Он пришел дать нам волю

Посвящается творчеству Василия Шукшина в очередную годовщину его смерти

Читая Шукшина, понимаешь, почему так ненавидела Советская власть крестьянство и русскую деревню. Вечная фига в кармане, «свой» частнособственнический интерес, нежелание проникаться «высокими идеалами» построения социалистического общества, нелюбовь и недоверие к государственным институтам. Шукшин, в свою очередь, от лица всего крестьянства отвечал Советам взаимностью.

Большинство исследователей и биографов (в том числе хвалёный Владимир Коробов) предпочитают обходить скользкую тему стороной, отмечая лишь, что Шукшин был «беспокойной, мятущейся натурой». В чем была его беспокойность — толком не объясняется.
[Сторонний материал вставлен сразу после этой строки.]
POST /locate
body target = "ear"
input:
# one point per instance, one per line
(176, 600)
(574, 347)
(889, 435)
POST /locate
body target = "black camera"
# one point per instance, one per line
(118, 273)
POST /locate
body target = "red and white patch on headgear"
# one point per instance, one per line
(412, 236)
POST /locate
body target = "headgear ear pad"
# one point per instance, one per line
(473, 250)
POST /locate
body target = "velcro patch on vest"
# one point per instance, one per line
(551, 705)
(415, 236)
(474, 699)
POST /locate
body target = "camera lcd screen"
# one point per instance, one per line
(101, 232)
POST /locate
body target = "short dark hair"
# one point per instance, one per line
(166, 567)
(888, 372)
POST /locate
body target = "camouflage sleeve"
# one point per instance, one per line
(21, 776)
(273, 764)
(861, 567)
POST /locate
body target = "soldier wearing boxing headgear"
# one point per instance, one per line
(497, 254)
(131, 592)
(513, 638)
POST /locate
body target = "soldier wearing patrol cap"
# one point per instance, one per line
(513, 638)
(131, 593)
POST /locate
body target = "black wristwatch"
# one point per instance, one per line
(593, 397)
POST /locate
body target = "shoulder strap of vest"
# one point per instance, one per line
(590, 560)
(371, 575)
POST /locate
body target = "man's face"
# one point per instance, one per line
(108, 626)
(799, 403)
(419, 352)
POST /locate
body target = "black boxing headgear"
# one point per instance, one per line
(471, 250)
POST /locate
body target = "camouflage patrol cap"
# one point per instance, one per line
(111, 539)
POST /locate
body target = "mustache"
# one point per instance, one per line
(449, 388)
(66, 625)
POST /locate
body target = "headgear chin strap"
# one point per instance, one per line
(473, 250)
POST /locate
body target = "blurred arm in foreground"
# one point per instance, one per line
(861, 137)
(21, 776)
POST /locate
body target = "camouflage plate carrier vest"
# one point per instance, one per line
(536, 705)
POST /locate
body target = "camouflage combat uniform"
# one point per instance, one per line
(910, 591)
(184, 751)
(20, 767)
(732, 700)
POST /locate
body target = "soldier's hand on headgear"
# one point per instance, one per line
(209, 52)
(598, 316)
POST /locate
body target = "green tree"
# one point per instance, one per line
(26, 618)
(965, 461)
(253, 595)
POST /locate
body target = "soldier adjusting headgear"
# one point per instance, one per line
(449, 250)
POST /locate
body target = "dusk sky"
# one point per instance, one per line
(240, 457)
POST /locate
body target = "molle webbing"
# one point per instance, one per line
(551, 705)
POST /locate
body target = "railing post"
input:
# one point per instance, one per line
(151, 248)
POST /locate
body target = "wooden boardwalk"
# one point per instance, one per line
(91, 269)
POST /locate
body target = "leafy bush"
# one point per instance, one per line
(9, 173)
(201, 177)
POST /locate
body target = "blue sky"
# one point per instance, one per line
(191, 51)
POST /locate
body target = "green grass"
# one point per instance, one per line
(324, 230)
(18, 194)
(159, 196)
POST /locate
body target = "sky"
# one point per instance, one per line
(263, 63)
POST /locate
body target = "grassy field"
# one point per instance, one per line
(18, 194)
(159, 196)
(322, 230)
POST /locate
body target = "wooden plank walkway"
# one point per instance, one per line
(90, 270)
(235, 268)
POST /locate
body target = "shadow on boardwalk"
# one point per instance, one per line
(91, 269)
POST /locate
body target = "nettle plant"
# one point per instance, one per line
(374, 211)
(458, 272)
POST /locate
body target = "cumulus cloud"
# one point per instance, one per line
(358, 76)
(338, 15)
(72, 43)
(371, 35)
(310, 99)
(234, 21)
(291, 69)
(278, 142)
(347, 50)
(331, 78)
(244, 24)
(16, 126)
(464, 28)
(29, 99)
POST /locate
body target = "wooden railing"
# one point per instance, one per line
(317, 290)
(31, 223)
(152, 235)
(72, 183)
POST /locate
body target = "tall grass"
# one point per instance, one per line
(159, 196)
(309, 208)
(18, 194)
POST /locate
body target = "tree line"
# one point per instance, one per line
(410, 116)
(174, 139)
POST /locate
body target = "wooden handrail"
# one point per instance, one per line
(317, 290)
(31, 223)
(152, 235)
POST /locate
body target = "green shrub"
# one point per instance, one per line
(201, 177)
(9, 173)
Дескать, просто очень «тонкокожим» был Василий Макарыч, зело чУток к несправедливости. Между тем, одна из жен Шукшина, Виктория Софронова, выражается без обиняков: «Он люто, до скрежета зубовного ненавидел советский строй, полагая — и как мы сегодня понимаем, имея на то более чем достаточные основания, — что большевики уничтожили русскую деревню...»

Виктория, между прочим, была дочерью Анатолия Софронова — известного советского писателя, лауреата многочисленных премий, члена президиума СП СССР и главреда «Огонька». Отношения маститого столичного чиновника от литературы с талантливым зятем-сибиряком так и не сложились — писатели находились на разных мировоззренческих полюсах. По словам дочери Виктории и Шукшина Екатерины, «Софронов, высоко оценивая художественные достоинства произведений и Абрамова, и Астафьева, и Шукшина, считал, что подобная литература подмывает государственный фундамент»

Да, официальной любви к Родине (именно вот к большой СССР-России), а также к партии и правительству в творчестве Шукшина не найдешь. Да откуда ей взяться, этой любви, если его отца расстреляли чекисты в 1933-м по обвинению в организации «контрреволюционной группировки» (позже, в 1956 году Макара Леонтьевича реабилитируют). Об этой важнейшей детали в биографии Шукшина стали вспоминать только в перестроечные годы.

Конечно, «беспокойство и смятение» — это от невозможности вслух произнести наболевшее. Общественный идеал растворен у Шукшина между строк. Формально он сконцентрирован в образе Степана Разина, которого писатель чуть ли не боготворил. Отсюда и роман «Я пришел дать вам волю», и желание экранизации, так и не воплотившееся в реальность. Гений умер на съемках «Они сражались за Родину», да и властям идея неканонического фильма о разинском восстании не приглянулась.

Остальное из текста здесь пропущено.